Class is served

Wounded Warriors learn art of smoking brisket


Smoking brisket is not an easy task to complete; just ask the 20 newest Certified Backyard Pitmasters who graduated from Brisket University last Saturday morning.

Prasek’s Hillje Smokehouse on the Interstate 10 Frontage Road in Sealy donated the space and drinks for Brisket U, along with the very necessary smoker and instructors to teach a class full of people how to properly cook a brisket from the prep to the slicing.

The students in Saturday’s makeshift classroom, however, were not ordinary people. The class was done in conjunction with the Wounded Warrior Project.

Brisket University, which has been featured on Netflix, the Food Network Magazine, and elsewhere, is a comprehensive, three-hour class that takes students, who normally pay $74 for a class that usually takes place at a brewery, through every step to creating a barbecue masterpiece in brisket form.

Co-founder Mike Albrecht, a partner at 9th Wonder Advertising, uses his weekends to show people the ropes around the smoker. Alongside him is pitmaster Scott Valdiviez, who noted he built up his heat retention to smoking meats in the Texas heat in the oil industry where he worked as a welder. A few years ago, when the opportunity arose for him to leave that job and smoke meats full-time, he gladly picked up an apron.

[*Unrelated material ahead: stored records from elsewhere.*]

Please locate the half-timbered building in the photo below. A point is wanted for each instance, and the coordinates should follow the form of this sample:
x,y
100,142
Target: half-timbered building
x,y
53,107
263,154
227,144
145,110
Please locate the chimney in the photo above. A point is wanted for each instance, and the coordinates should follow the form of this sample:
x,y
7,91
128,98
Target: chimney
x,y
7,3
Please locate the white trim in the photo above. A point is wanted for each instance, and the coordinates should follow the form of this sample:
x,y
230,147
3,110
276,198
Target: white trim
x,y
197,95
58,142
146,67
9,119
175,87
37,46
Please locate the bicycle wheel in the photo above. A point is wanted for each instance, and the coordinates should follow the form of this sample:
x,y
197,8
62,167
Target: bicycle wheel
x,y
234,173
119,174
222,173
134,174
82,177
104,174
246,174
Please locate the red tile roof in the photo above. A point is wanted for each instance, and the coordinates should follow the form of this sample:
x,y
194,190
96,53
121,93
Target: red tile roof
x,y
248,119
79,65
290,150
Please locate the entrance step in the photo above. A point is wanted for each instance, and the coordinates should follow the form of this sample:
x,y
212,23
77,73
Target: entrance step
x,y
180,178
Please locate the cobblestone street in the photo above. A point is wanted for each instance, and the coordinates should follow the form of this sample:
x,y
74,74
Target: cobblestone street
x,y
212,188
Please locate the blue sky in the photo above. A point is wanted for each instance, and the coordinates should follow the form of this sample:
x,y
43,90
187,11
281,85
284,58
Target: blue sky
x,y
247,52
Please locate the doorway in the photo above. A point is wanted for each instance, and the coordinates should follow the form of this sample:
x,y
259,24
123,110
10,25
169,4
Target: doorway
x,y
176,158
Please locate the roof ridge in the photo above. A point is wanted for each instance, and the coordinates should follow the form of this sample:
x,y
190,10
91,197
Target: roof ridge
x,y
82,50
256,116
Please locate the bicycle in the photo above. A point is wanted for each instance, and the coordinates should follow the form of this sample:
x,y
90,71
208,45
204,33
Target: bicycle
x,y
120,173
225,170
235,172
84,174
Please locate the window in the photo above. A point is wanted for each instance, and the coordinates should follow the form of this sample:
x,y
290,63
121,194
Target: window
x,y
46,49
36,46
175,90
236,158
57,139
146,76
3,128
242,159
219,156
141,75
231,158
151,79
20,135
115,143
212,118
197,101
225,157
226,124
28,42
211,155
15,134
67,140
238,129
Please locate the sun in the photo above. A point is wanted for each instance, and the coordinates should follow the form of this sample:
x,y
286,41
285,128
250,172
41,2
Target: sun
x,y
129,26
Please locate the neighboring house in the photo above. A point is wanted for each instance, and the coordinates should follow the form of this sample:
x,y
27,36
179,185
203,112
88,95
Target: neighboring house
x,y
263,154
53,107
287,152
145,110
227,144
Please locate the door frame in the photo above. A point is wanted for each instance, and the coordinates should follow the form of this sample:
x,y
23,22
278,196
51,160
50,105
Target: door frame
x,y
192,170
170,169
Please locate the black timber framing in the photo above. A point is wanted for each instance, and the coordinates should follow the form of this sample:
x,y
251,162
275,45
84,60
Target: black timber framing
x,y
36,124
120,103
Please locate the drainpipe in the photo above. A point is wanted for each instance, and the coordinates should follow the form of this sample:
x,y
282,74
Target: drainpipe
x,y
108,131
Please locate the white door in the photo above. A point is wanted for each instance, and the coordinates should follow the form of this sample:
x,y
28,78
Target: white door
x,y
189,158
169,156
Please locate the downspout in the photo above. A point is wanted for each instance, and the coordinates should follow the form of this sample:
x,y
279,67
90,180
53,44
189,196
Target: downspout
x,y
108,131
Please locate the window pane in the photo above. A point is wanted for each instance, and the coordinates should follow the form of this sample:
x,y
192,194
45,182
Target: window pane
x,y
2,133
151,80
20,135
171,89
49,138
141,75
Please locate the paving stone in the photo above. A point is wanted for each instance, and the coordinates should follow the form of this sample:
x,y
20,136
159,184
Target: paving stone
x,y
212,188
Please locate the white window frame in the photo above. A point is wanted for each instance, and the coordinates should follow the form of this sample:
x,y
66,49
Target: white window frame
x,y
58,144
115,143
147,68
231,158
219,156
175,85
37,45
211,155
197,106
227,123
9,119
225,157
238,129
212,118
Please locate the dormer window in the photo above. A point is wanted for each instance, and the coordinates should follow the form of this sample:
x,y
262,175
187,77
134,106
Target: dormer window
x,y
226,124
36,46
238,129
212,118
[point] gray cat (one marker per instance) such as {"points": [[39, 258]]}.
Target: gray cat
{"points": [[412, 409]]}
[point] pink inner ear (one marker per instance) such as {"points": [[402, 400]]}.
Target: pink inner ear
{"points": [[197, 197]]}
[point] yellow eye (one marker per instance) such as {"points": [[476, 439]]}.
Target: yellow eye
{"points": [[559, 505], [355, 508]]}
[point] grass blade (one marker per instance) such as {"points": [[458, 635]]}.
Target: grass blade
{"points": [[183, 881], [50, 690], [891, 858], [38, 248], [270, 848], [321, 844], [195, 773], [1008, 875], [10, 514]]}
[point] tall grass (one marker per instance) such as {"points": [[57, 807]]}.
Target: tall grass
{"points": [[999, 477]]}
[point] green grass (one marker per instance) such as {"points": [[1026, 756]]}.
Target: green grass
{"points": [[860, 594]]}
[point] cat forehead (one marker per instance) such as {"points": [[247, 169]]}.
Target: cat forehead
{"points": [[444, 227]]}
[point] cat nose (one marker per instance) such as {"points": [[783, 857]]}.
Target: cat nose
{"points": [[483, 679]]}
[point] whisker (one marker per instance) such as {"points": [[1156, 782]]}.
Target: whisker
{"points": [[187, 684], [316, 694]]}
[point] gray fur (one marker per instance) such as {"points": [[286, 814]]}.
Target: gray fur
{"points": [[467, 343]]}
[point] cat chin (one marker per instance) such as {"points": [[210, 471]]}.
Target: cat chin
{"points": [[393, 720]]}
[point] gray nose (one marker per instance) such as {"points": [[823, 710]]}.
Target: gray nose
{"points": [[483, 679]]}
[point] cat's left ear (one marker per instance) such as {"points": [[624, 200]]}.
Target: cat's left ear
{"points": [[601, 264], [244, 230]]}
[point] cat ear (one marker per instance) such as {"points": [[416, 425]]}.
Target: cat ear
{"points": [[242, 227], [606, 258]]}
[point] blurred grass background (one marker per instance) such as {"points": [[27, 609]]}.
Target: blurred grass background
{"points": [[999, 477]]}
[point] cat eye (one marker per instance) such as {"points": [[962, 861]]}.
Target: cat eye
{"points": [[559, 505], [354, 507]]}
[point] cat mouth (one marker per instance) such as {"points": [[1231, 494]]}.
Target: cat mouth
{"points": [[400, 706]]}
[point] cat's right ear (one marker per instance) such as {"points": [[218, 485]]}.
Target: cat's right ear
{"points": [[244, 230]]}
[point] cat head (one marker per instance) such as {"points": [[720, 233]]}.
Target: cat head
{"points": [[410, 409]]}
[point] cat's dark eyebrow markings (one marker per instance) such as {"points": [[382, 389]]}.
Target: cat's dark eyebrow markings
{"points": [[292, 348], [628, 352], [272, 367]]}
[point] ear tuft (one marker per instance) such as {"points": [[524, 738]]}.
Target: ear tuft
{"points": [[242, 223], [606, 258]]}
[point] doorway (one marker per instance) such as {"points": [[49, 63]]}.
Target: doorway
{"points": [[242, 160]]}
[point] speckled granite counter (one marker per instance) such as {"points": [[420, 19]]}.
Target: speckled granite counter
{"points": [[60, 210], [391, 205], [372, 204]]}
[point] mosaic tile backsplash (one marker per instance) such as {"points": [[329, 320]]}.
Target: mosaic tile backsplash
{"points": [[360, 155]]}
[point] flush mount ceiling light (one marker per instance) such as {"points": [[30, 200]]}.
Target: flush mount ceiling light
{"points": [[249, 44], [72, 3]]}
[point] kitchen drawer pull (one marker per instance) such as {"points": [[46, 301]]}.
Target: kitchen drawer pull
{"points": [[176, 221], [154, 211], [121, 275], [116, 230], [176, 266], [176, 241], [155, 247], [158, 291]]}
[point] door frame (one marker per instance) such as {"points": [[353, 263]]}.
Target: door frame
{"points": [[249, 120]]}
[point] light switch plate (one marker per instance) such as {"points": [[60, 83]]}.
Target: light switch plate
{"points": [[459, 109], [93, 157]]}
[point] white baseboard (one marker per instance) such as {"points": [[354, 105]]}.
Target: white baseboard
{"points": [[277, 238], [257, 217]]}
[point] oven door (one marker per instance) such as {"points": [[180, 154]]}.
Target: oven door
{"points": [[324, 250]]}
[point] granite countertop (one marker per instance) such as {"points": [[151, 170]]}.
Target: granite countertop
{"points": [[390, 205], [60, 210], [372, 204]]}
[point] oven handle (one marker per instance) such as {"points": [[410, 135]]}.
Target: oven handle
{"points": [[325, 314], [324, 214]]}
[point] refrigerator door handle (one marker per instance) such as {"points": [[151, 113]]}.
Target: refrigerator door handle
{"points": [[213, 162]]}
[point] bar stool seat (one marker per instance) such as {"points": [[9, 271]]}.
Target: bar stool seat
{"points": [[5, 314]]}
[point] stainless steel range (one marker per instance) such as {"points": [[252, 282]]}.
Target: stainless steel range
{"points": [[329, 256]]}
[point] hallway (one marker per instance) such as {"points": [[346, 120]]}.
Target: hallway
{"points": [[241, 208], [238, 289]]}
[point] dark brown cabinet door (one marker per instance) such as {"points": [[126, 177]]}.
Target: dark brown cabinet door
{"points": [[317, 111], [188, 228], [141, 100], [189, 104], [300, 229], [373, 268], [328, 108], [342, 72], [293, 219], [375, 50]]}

Now, for the last few years, regular citizens in the Houston, Austin and College Station areas can turn into certified pitmasters in a few hours. Hands-on demonstrations supplement lecture-style teachings with a complementary slideshow with pictures and videos that detail each step needed in order to get the most out of the meats.

Then, of course, is the pay-off of their efforts that emerge from the smoker after about 16 hours (placed in the night before by Valdiviez) and sliced with the correct technique and taste-tested depending upon where the piece originated from.

With the end of the tasting, so too came the end of the class and the distribution of the completion certificates, only officially conferred with a grease-filled thumbprint. Brisket University also offers classes and certifications in chicken, turkey, ribs, wild game, and a hog-smoking class will be coming soon.

One of many lessons taught by Professor Valdiviez was an important one regardless of the meat that has been smoked.

“If people leave your barbecue talking about how good your sauce was, the meat probably wasn’t all that good,” he said.